Una tarde la tía Rosa miró a su hermana como recién pulida, todavía brillante por alguna razón que ella no podía imaginar. Durante horas oyó cada una de sus palabras tratando de intuir de dónde venían. No adivinó. Sólo supo que esa noche su hermana fue menos brusca con ella. Se portó como si al fin le perdonara su vocación de rezos y guisos, como si ya no fuera a reírse nunca de su irredenta soltería, de su necedad catequística, de su aburrida devoción por la virgen del Carmen.
Así que se fue a dormir en paz después de repetir el rosario y sopear galletitas de manteca en leche con chocolate.
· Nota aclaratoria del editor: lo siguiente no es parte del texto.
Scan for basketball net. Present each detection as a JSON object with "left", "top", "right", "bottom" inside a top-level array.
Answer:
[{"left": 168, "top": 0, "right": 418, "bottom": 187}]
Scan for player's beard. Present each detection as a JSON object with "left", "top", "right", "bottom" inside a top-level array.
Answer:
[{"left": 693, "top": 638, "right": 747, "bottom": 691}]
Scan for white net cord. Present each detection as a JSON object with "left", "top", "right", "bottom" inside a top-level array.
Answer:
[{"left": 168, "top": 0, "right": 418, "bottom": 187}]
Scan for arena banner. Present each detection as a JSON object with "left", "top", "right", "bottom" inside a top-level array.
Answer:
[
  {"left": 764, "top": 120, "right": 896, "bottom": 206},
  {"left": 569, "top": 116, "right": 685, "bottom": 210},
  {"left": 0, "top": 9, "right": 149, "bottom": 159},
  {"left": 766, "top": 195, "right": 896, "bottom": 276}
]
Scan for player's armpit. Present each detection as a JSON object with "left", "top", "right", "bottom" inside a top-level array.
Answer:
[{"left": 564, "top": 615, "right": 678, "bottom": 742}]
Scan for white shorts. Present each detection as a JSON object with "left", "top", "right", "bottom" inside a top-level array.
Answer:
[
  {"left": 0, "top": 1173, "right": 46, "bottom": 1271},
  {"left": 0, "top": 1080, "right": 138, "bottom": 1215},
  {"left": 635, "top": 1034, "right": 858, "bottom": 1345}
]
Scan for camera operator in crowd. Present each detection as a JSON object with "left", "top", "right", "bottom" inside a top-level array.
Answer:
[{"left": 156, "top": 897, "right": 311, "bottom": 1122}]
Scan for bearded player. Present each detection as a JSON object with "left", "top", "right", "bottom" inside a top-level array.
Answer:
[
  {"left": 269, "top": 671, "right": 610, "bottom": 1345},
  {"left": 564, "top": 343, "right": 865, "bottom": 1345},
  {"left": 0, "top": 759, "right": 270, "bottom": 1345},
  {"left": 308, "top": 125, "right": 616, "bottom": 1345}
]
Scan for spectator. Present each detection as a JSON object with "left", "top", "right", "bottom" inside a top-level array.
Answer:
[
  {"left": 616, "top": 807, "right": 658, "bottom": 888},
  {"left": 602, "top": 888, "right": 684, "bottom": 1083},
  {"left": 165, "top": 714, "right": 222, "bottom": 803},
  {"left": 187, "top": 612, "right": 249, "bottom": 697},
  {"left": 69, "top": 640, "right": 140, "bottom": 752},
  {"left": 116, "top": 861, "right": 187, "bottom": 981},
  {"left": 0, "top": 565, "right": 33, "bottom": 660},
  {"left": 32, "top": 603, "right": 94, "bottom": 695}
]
Quién sabe cómo sería su primer sueño esa noche. Si alguien la hubiera visto, regordeta y sonriente dentro de su camisón, la habría comparado con una niña menor de cinco años. Sin embargo, a la cabeza rizada de tía Rosa entró aquella noche un sueño insospechado.
Soñó que su hermana se iba a un baile de disfraces, que salía sin hacer ruido y regresaba en el centro de una alharaca. Era el aliento de una comparsa de hombres que se reían con ella, sin más quehacer que acompañar la felicidad que le rodaba por todo el cuerpo. La muy dichosa se quitaba y se ponía una máscara de esas que hacen en Venecia, una de muchos colores con la luna en la punta de la cabeza y la boca delirante. De pronto empezó a bailar frente a la tía Rosa que, sentada en el sillón principal de la sala, dejó de comer galletas. Tal era la maravilla que había entrado en su casa.
Su hermana levantaba las piernas para bailar un cancán que los demás tarareaban, pero en lugar de los calzones y los encajes de las cancaneras, ella llevaba una falda diminuta que subía complacida enseñando sus piernas duras y su pubis cambiado de lugar. Porque sobre el sitio en el que está el pubis, ella se había pintado una decoración de hojas amarillas, verdes, moradas que palpitaban como si estuviera en el centro del mundo y arriba de una pierna, brillante y esponjado, iba el mechón de pelo de su pubis: viajero y libre como todo en ella.
Al día siguiente, la tía Rosa miró a su hermana como si la viera por primera vez.
—Creo que te estoy entendiendo —le dijo.
—Amén —contestó la hermana, acercando a ella su cara brillante, para darle un beso de los que regalan las mujeres enamoradas porque ya no les caben bajo la ropa.
—Amén —dijo Rosa, y se puso a brincar su propio sueño.